Kinnara turned to Grand Luminary Talikdan, the Weaver of Ruins, whose dark purple eyes glowed faintly with amusement.
“Continue ever-twisting the records across the Three Kingdoms of Bathalumea. Stir the tensions further—let them fester. Unity must remain an illusion, forever just beyond their reach.”
A soft, knowing chuckle left Talikdan’s lips as the scrolls beside her rolled and unrolled, their ink dissolving before reappearing in new patterns. “A pleasure, as always.”
Kinnara’s attention shifted to Grand Luminary Maninimbang, the ever-balanced strategist, his black eyes reflecting nothing, yet perceiving all. “Watch over the Kingdom. Any anomalous contact—be it from foreign nations or… less earthly entities—must be reported at once. Nothing outside our vision should be allowed to shift the loom.”
Prince gave a slow, measured nod, his scale quivering ever so slightly before settling again.
Lastly, Kinnara turned to Thea, her expression softening into something sweeter, yet carrying a delicate weight in it. She stepped forward, close enough for the scent of sandalwood and something faintly floral to linger in the air between them. With a slow, deliberate motion, she reached out, her fingers softly tracing the edge of the Grand Luminary Sibatin’s chin.
“And you, Luminary Sibatin…” she murmured, tilting Thea’s face ever so slightly. “Keep doing the best you can.”

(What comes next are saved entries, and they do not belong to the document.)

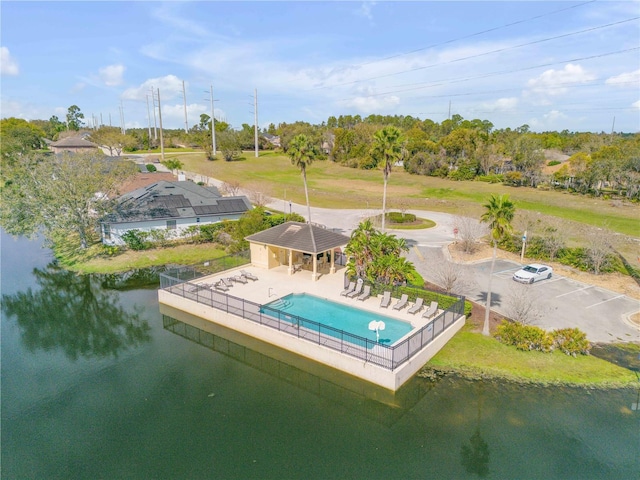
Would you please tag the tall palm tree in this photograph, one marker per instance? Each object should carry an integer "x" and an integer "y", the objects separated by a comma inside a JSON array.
[
  {"x": 499, "y": 214},
  {"x": 387, "y": 150},
  {"x": 302, "y": 153}
]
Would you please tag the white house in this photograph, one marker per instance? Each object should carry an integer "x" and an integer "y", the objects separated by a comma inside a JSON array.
[{"x": 173, "y": 206}]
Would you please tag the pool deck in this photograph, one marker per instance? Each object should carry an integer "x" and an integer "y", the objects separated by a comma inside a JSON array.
[{"x": 277, "y": 283}]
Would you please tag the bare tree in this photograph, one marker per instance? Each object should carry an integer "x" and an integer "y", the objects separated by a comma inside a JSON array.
[
  {"x": 555, "y": 236},
  {"x": 468, "y": 232},
  {"x": 522, "y": 305},
  {"x": 598, "y": 248},
  {"x": 230, "y": 188},
  {"x": 452, "y": 277},
  {"x": 259, "y": 199}
]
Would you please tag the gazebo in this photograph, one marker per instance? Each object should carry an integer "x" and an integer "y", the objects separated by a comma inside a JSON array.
[{"x": 296, "y": 245}]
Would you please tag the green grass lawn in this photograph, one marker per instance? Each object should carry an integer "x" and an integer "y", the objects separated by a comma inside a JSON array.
[
  {"x": 335, "y": 186},
  {"x": 474, "y": 354},
  {"x": 130, "y": 260}
]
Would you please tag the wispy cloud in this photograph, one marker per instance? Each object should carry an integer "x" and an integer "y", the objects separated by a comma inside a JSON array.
[
  {"x": 170, "y": 87},
  {"x": 112, "y": 75},
  {"x": 8, "y": 65},
  {"x": 629, "y": 79}
]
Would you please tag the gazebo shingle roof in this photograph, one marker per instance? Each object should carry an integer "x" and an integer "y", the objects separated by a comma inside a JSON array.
[{"x": 301, "y": 237}]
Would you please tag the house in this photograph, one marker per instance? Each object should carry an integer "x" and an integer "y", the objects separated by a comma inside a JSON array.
[
  {"x": 272, "y": 139},
  {"x": 172, "y": 206},
  {"x": 74, "y": 145}
]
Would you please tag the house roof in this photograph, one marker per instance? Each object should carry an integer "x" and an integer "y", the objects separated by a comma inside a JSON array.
[
  {"x": 73, "y": 142},
  {"x": 301, "y": 237},
  {"x": 173, "y": 200}
]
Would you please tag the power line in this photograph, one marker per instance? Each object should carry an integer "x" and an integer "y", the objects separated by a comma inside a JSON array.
[
  {"x": 482, "y": 32},
  {"x": 470, "y": 57},
  {"x": 492, "y": 74}
]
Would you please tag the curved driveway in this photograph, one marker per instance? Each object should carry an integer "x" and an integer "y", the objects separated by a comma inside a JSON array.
[{"x": 559, "y": 303}]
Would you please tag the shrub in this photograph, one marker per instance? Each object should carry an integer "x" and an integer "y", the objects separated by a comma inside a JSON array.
[
  {"x": 493, "y": 178},
  {"x": 136, "y": 239},
  {"x": 571, "y": 341},
  {"x": 398, "y": 217}
]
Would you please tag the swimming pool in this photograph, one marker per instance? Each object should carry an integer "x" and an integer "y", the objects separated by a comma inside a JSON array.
[{"x": 338, "y": 317}]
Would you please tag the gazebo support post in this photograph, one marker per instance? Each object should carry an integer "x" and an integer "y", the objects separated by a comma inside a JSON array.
[
  {"x": 332, "y": 269},
  {"x": 290, "y": 261}
]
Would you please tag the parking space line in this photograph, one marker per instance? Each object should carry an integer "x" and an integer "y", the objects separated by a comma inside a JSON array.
[
  {"x": 604, "y": 301},
  {"x": 574, "y": 291}
]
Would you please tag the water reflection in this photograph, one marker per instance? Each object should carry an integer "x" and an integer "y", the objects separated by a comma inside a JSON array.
[
  {"x": 475, "y": 454},
  {"x": 364, "y": 398},
  {"x": 73, "y": 313}
]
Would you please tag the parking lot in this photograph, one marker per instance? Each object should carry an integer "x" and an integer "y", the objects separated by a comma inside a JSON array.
[{"x": 559, "y": 302}]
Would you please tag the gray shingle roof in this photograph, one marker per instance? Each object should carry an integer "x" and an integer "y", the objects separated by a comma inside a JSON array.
[
  {"x": 175, "y": 200},
  {"x": 300, "y": 237}
]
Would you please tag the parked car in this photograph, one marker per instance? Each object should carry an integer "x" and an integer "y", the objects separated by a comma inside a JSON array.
[{"x": 533, "y": 273}]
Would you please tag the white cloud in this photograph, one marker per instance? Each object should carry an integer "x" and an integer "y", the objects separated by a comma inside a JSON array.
[
  {"x": 174, "y": 114},
  {"x": 111, "y": 75},
  {"x": 553, "y": 83},
  {"x": 372, "y": 104},
  {"x": 8, "y": 65},
  {"x": 366, "y": 11},
  {"x": 625, "y": 79},
  {"x": 502, "y": 104},
  {"x": 170, "y": 87}
]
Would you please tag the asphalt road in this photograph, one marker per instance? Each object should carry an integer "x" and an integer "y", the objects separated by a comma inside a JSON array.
[{"x": 556, "y": 303}]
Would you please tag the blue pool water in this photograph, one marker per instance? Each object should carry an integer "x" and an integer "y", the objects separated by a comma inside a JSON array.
[{"x": 340, "y": 317}]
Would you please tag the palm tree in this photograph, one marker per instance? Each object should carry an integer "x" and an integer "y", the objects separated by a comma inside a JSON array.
[
  {"x": 302, "y": 153},
  {"x": 499, "y": 214},
  {"x": 387, "y": 149}
]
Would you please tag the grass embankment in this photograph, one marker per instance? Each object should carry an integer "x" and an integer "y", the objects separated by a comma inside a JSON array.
[
  {"x": 473, "y": 355},
  {"x": 132, "y": 260},
  {"x": 335, "y": 186}
]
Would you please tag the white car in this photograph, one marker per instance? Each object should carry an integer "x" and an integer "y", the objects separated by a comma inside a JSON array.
[{"x": 533, "y": 273}]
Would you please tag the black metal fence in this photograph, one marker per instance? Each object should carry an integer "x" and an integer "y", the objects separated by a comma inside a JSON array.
[{"x": 389, "y": 357}]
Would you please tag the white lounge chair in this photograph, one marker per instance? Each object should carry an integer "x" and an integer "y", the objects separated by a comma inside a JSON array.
[
  {"x": 349, "y": 289},
  {"x": 248, "y": 275},
  {"x": 402, "y": 302},
  {"x": 431, "y": 311},
  {"x": 386, "y": 300},
  {"x": 416, "y": 306},
  {"x": 356, "y": 291},
  {"x": 366, "y": 293}
]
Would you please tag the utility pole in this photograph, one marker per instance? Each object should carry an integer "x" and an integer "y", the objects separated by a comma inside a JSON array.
[
  {"x": 184, "y": 97},
  {"x": 160, "y": 117},
  {"x": 149, "y": 121},
  {"x": 155, "y": 124},
  {"x": 123, "y": 129},
  {"x": 213, "y": 124},
  {"x": 255, "y": 118}
]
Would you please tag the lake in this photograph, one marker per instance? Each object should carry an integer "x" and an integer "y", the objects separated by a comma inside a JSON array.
[{"x": 100, "y": 383}]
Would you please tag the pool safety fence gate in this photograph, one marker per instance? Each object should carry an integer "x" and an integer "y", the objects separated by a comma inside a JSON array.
[{"x": 389, "y": 357}]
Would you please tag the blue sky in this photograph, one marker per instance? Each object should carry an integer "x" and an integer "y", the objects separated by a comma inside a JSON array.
[{"x": 552, "y": 65}]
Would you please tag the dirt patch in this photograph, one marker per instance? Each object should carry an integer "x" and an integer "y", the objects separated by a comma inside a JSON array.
[{"x": 611, "y": 281}]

A pause. A fleeting smile.
A subtle sting wrapped in honeyed words.
“At the very least… give us something of value this time.”
A flicker passed through Thea’s void-like gaze—too fast to catch, too well-concealed to be certain if it was irritation or amusement. But she did not falter.
Her fingers twitched, and the silver threads around her pulsed faintly, weaving unseen patterns in the air.
Then she smiled. “Of course.”
Their gazes lingered, another silent exchange, before Kinnara turned away, her celestial form shifting subtly with her every movement.